Music: You'll know you can give private lessons if you have the patience to instruct someone who understands much less than you. Want a venue gig? Starting a band is one way, but certainly not the easiest. Generally, cover bands get gigs more readily than original bands do. For solo instrumentalists, you may be able to find events or venues that will employ you once or even regularly. Call restaurants to see if they have an evening where they feature live musical entertainment, or check with fundraising events to see if they'd like live music during the event.

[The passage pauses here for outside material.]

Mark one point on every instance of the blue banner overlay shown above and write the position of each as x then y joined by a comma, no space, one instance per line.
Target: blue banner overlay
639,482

The Caveat: Teachers need to form a sort of curriculum for students. For performance, it's fairly typical for an event or venue to want you to have at least 2 hours of material available.
While an internship is a short-term way to test the waters as you explore career options, an apprenticeship gives you in-depth on-the-job training in the industry of the choice. It's a hands-on training program leading to mastery in your area of specialty. Here’s how to land one:
Scope out possibilities. Make a list of companies in the sector(s) you're interested in and start sorting them based on suitability. Talk to current and former employees and interns to find the best opportunities. Your school's alumni network can also help.
Impress. One you've narrowed down the companies you'd like to work for, it's time to sell yourself. Sure, this should be a learning experience for you, but if you want your foot in the door, you have to offer some value-added.
Negotiate your involvement. You may have to sell your employer on the idea of an apprenticeship and explain how it differs from an internship. While you can tailor your experience once you've begun, things will go smoother if you and your employer are on the same page from day one. Consider asking to sit in on meetings, rotate through different departments, work on a side project of your choosing, etc. Agree on the duration of the experience, your hours per week, and how vacations will be handled.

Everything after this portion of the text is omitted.